University Hospital of Besançon

2 Place St Jacques

25030 Besançon Cedex

France

Tel: +33(3) 81 21 83 01

Fax: +33(3) 81 21 82 79

e-mail: philippe.humbert@univ-fcomte.fr

Abstract

Background/aims

Different models of reconstructed skin are available, either to provide skin wound healing when this process is deficient, or to be used as an in vitro model. Nevertheless, few studies have focused on the mechanical properties of skin equivalent. Indeed, human skin is naturally under tension. Taking into account these features, the purpose of this work was to obtain a cellularized dermal equivalent (CDE), composed of collagen and dermal fibroblasts.

Methods

To counteract the natural retraction of CDE and to maintain it under tension, different biomaterials were tested.
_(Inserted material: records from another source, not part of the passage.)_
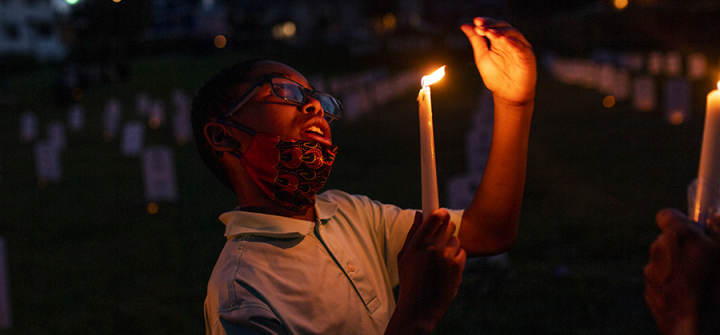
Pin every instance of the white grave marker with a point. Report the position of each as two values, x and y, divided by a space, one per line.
697 66
644 96
673 65
156 118
461 189
5 313
182 128
143 104
111 119
47 162
56 135
677 100
28 126
159 173
133 139
606 78
76 118
621 88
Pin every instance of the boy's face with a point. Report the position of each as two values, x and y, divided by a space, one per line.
266 113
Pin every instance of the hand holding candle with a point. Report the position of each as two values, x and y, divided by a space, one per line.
430 200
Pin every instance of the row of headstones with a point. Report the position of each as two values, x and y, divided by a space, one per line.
635 76
365 91
157 160
461 189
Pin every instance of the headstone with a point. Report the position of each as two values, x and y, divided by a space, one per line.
156 118
461 190
76 118
133 139
111 119
5 312
143 104
677 100
697 66
28 126
644 93
182 128
159 174
47 162
606 78
673 65
656 63
56 135
621 88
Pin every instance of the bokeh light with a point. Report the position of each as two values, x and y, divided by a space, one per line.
389 21
220 41
677 118
284 31
609 101
153 208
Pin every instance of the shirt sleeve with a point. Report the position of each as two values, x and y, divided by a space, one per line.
250 319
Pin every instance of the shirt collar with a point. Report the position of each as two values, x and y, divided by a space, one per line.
240 223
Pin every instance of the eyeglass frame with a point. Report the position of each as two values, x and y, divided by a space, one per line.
267 79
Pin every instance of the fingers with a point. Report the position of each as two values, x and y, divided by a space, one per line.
495 30
426 232
411 234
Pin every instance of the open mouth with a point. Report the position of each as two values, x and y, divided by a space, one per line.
315 130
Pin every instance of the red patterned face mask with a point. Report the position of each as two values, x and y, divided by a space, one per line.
289 171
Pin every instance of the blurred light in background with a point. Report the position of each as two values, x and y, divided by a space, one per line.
220 41
284 31
677 118
389 21
609 101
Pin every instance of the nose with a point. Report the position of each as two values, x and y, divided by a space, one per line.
312 106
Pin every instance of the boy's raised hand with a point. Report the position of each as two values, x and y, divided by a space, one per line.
505 60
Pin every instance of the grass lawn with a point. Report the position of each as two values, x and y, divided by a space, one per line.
86 257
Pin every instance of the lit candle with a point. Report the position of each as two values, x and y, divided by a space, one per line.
430 200
709 174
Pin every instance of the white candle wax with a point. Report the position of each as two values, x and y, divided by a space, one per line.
430 200
709 172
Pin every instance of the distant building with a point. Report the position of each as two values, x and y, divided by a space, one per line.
30 28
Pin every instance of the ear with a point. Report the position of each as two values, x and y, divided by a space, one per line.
220 138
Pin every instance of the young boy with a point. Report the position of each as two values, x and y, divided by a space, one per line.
297 263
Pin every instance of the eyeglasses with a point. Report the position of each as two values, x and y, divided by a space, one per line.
290 91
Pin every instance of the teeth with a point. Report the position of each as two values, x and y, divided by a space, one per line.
315 129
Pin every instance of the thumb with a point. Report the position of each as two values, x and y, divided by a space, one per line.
416 224
478 42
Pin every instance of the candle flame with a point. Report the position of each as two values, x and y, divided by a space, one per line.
434 77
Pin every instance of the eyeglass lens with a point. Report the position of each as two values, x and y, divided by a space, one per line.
294 92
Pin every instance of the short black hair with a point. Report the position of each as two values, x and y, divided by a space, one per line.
213 98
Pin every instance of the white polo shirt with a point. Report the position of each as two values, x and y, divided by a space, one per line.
278 275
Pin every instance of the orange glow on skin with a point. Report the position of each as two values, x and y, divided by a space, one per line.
609 101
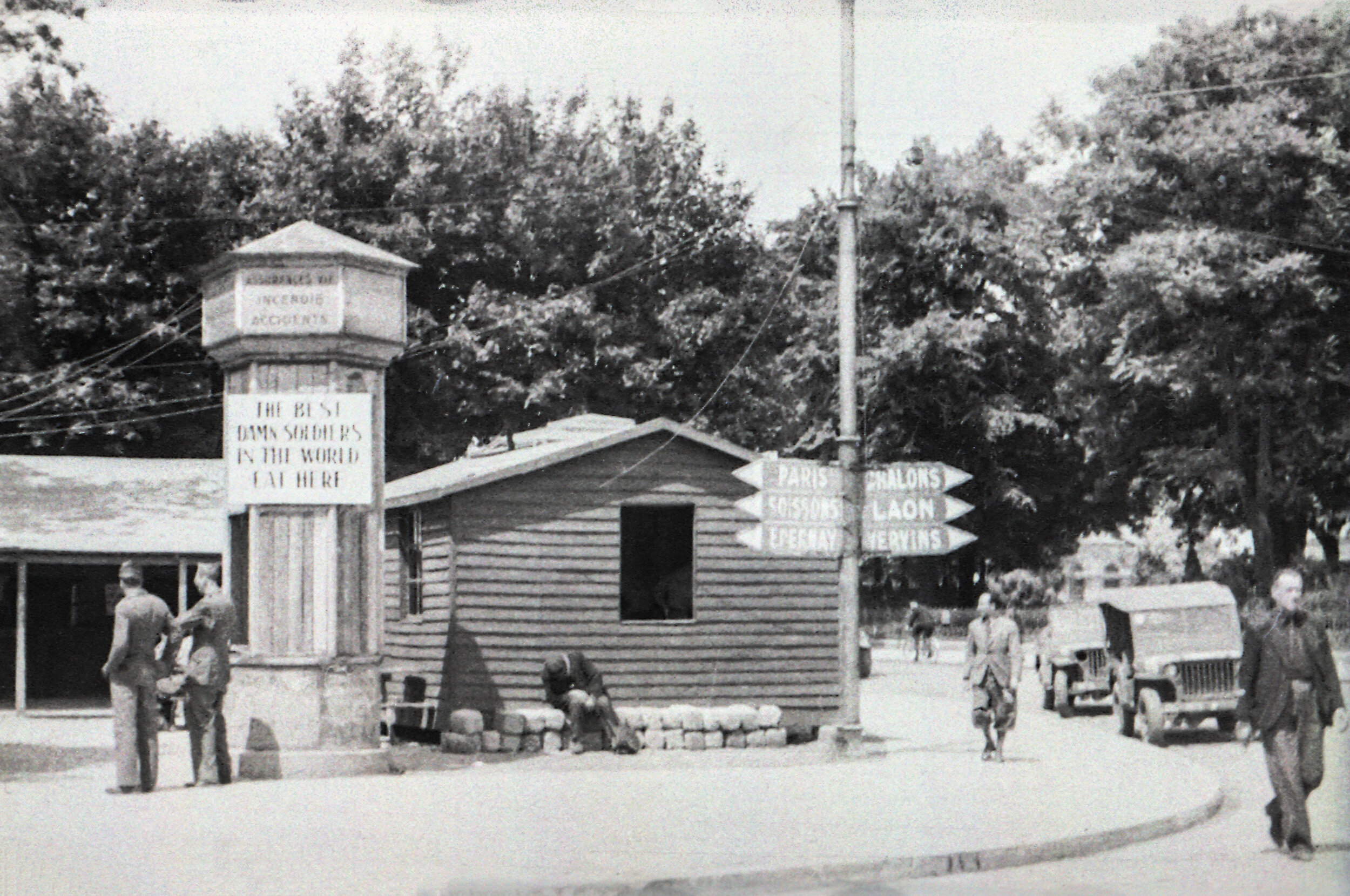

Selection criteria were biocompatibility, bioadhesion properties, ability to induce differentiation of fibroblasts into myofibroblasts and mechanical characterization, considering that of skin in vivo. These assays led to the selection of honeycomb of polyester. CDE constructed on this biomaterial was further characterized mechanically using tensile tests.

Results

The results showed that mechanical features of the obtained dermal equivalent, including myofibroblasts, were similar to skin in vivo.

Conclusion

The original model of dermal equivalent presented herein may be a useful tool for clinical use and as an in vitro model for toxicological/pharmacological research.